Europe court halts extradition to US of radical cleric Hamza
The European Court of Human Rights blocked Thursday the extradition from Britain to the United States of radical Muslim cleric Abu Hamza al-Masri and three other men facing terror charges.
The court said the applications of the four "alleged international terrorists" against their extradition on human rights grounds were partially admissible and needed further examination.
It was in the "interests of the proper conduct of the proceedings that the applicants should not be extradited while the cases were being examined by the Court," it said in a statement.
Egyptian-born Hamza, a former imam of the once-notorious Finsbury Park mosque in north London who has one eye and a hook for one hand, is serving a seven-year jail term for inciting followers to murder non-believers.
The other men in jail awaiting extradition are British nationals Babar Ahmad, Haroon Rashid Aswat and Seyla Talha Ahsan.
Britain said they would remain in custody until the European court reached its final decision.
The Strasbourg-based court said it wanted to look into the men's concerns over the length of their possible sentences and conditions at the ADX Florence "supermax" prison in Colorado where they were likely to be held.
It gave them until September 2 to submit more arguments.
The four have been indicted on various terrorism charges in the United States between 2004 and 2006.
Hamza, in his 50s, has been charged with 11 counts related to the taking of 16 Western tourists in Yemen in 1998 when three Britons and an Australian were killed.
He is also charged with advocating violent jihad in Afghanistan and conspiring to establish a jihad training camp in the northwest state of Oregon.
He has lost appeals in Britain against his extradition.

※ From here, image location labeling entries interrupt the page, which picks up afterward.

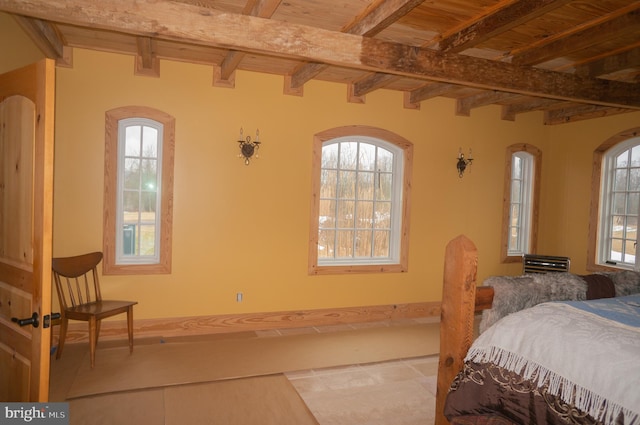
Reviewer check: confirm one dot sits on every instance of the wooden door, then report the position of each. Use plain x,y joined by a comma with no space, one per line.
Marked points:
26,209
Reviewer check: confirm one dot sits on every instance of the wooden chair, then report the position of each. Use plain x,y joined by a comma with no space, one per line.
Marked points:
80,298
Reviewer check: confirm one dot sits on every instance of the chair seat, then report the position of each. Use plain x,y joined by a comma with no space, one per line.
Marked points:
99,309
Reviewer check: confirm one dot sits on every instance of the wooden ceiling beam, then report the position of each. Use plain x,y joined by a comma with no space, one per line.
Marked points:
579,113
510,111
379,16
371,82
430,91
191,24
147,63
466,104
223,76
593,35
370,22
44,35
496,23
624,60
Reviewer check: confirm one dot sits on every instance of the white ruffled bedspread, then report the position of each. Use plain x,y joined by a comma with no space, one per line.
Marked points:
586,352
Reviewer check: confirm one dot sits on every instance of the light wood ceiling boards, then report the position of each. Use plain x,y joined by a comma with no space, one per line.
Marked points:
572,59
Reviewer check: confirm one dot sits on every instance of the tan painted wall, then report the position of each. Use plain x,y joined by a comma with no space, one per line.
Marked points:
245,229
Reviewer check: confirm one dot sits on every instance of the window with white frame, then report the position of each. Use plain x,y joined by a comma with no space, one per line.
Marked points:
620,204
360,204
520,201
139,154
139,179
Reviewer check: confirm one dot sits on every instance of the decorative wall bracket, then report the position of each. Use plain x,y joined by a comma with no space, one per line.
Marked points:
248,148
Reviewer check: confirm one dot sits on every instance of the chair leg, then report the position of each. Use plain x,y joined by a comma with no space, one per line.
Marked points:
130,327
93,339
63,334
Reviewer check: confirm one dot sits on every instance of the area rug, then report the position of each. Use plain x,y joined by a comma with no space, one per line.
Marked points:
161,365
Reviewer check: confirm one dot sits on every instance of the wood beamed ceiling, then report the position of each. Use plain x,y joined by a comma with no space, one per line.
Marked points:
572,59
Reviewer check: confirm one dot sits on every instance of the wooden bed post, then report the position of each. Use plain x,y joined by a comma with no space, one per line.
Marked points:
457,313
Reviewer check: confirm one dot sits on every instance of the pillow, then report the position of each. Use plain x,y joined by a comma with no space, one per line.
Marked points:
515,293
599,286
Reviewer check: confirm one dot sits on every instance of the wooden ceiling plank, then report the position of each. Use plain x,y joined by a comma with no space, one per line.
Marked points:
496,23
196,25
624,60
593,35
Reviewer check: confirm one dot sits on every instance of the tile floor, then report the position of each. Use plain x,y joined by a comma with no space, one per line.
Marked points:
400,392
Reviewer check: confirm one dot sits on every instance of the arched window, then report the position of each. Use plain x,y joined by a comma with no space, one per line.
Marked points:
520,209
359,218
139,152
618,202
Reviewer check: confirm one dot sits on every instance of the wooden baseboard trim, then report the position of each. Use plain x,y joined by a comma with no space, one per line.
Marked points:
199,325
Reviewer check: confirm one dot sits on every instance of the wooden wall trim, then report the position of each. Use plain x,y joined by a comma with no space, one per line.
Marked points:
199,325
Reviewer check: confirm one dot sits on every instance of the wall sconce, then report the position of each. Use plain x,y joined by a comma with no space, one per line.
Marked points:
248,147
463,162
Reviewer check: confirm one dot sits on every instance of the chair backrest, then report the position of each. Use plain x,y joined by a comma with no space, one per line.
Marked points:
533,263
77,279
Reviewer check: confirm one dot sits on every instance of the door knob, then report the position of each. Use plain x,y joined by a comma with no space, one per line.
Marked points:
33,320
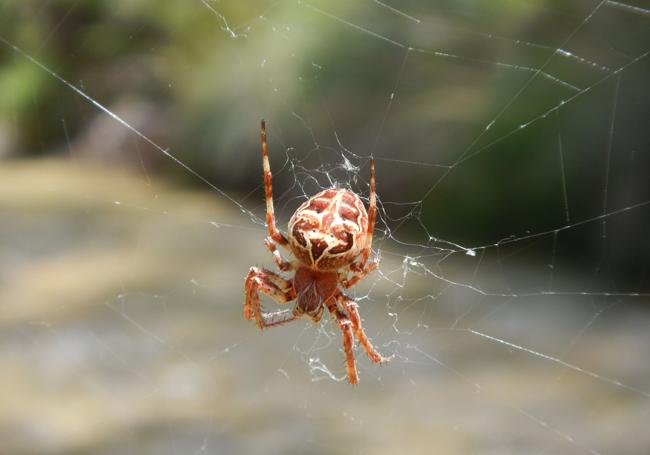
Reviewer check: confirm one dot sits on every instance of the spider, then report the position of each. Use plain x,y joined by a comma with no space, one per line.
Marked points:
330,235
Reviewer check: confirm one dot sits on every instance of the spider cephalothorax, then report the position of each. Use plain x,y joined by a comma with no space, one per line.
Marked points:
330,235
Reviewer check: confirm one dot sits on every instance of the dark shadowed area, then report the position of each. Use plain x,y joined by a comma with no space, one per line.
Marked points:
512,157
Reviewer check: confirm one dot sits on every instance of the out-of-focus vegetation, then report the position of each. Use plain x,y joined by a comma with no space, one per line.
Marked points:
196,77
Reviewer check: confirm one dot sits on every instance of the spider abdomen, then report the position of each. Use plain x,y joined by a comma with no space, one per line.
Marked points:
328,231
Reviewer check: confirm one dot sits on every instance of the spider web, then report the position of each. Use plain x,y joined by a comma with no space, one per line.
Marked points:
513,224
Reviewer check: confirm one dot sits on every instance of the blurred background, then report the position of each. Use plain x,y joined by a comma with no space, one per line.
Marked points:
512,148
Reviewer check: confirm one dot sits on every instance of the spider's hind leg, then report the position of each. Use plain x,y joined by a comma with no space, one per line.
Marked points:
276,287
352,309
348,339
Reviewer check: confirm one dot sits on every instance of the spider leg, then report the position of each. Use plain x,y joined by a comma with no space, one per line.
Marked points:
276,287
348,339
275,234
277,257
353,311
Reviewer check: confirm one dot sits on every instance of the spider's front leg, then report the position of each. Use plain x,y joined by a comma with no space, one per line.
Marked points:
277,257
276,287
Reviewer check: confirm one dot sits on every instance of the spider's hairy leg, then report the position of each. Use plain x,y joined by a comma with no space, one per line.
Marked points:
276,287
353,311
275,234
277,257
348,339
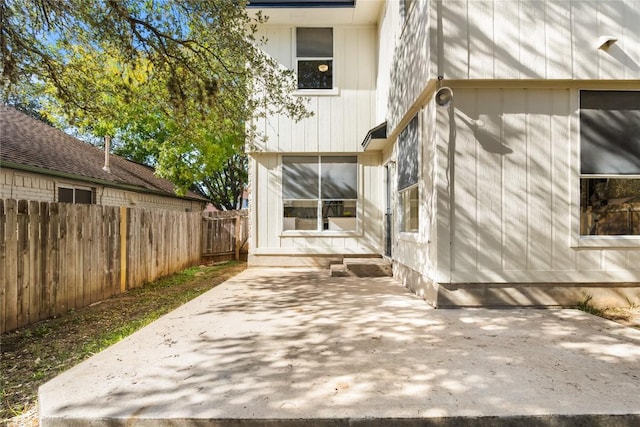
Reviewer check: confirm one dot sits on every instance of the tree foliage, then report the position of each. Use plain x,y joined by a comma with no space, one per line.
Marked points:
174,82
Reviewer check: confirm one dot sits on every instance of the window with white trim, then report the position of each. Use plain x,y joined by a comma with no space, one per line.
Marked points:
76,195
320,193
609,163
408,174
314,58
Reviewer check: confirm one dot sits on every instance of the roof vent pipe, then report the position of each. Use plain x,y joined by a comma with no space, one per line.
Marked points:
107,148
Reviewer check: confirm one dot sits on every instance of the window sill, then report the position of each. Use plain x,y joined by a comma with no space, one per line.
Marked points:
606,242
317,92
314,233
408,236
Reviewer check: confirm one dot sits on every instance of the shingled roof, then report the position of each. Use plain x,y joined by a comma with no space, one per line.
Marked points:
29,144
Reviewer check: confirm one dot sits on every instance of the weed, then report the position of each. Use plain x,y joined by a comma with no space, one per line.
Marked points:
586,306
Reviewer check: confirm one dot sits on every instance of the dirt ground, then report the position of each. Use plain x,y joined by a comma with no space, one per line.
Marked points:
32,355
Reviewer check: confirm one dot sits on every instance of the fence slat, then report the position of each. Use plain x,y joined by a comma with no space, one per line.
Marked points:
3,276
55,257
11,271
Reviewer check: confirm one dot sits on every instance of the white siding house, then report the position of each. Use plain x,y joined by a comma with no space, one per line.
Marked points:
521,186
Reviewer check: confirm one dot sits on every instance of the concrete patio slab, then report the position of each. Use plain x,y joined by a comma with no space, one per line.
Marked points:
297,347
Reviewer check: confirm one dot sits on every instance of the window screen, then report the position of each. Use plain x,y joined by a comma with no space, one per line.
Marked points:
314,51
339,177
408,158
610,132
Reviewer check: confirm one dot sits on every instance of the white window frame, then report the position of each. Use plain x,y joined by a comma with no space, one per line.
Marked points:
334,91
320,231
579,240
411,235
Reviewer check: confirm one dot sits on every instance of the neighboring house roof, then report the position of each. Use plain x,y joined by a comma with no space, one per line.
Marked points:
31,145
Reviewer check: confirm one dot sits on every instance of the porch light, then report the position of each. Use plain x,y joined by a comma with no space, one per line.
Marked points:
605,42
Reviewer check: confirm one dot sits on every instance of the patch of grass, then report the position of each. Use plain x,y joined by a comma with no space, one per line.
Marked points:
628,315
32,355
586,306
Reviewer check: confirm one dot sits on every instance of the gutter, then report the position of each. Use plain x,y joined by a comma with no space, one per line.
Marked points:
129,187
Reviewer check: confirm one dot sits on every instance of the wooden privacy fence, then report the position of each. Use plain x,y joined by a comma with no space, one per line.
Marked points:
55,256
224,234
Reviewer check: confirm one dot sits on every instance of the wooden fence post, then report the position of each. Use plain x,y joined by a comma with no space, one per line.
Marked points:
237,243
123,249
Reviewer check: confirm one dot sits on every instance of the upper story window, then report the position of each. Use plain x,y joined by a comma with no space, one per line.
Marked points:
76,195
406,7
314,58
609,163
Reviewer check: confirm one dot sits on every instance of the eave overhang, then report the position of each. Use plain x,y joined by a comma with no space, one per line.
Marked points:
376,138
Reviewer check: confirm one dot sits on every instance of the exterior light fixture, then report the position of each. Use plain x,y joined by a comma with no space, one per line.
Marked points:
443,97
605,42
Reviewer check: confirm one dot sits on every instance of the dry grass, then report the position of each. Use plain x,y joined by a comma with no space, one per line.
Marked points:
32,355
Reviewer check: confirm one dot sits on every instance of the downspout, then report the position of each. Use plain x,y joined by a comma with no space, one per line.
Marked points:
444,97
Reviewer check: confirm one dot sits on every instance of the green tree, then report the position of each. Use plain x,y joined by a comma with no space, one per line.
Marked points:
174,82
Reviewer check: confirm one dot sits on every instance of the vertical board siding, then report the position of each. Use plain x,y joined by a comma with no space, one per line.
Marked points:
340,120
513,185
532,39
224,232
55,257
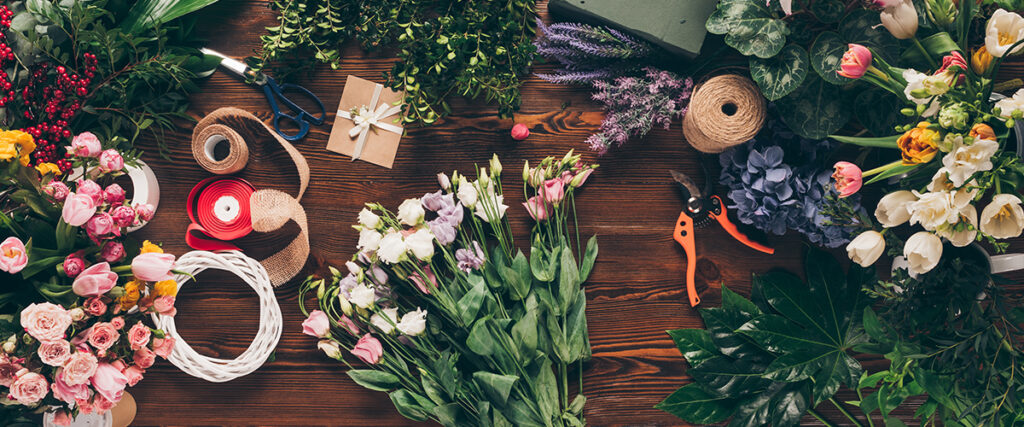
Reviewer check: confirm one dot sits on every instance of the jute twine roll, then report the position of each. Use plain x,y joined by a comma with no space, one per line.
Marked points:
724,112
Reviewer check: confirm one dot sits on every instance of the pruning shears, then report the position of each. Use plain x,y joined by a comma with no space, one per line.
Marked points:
701,209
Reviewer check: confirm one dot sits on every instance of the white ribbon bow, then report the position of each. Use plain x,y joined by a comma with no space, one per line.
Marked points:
367,119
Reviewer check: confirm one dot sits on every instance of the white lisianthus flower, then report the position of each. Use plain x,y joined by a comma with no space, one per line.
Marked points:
363,296
392,248
421,244
1001,31
893,209
923,252
368,219
1004,217
866,248
413,323
386,322
933,210
411,212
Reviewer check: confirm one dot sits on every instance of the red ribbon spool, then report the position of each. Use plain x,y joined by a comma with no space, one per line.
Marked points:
218,208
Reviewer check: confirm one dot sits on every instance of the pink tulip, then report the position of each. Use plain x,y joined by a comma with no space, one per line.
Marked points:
855,61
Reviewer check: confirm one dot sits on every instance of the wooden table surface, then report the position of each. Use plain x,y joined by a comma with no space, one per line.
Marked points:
635,293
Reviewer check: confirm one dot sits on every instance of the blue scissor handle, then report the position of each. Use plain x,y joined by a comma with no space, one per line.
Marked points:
302,118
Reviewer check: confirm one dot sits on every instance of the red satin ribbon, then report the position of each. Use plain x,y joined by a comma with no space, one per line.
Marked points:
207,231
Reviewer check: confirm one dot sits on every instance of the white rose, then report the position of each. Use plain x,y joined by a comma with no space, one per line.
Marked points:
387,322
392,248
866,248
1001,31
923,252
1004,217
966,235
411,212
894,209
369,219
413,323
363,296
934,209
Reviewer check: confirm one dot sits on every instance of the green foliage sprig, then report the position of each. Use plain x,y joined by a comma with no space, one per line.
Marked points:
473,48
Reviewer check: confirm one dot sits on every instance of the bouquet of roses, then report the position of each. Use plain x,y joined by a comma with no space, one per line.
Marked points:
954,153
73,301
451,319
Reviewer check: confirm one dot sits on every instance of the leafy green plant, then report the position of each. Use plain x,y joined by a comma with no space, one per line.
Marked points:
473,48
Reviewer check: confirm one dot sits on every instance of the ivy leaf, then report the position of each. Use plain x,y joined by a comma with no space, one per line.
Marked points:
780,75
749,27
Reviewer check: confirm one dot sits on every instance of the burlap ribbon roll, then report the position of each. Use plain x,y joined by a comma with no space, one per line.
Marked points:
269,210
725,111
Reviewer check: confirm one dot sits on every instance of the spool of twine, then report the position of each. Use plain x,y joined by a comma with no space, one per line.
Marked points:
724,112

Aswat has been indicted as Hamza's co-conspirator, the European court statement said.
Ahmad and Ahsan are accused of providing support to "terrorists" and conspiracy to kill, kidnap, maim or injure, or damage property in a foreign country, it said.
The judges did not accept the men's concerns they could be treated as "enemy combatants", which could carry the death penalty.
They also rejected the claims that their trials "would amount to a flagrant denial of justice", the statement said.
However in the case of Ahmad, Aswat and Ahsan, likely to be imprisoned at ADX Florence, their complaints "concerning the stringency of conditions there for what could be the rest of their lives, raised serious questions of fact and law".
The judges did not have this concern about the ailing Hamza as was only likely to spend a short time there until his health was assessed.
"The Court further declared all four applicants' complaints ... concerning the length of their possible sentences admissible for further examination of the merits," it said.
Ahmad, Ahsan and Hamza face life sentences without parole and Aswat a maximum of 50 years' imprisonment, which would make him 78 years old before becoming eligible for release, it said.
Britain would keep the men in jail until the final outcome, Home Secretary Theresa May said in a statement.
"We await the court's judgment on the case. In the meantime these individuals will remain in custody," she said.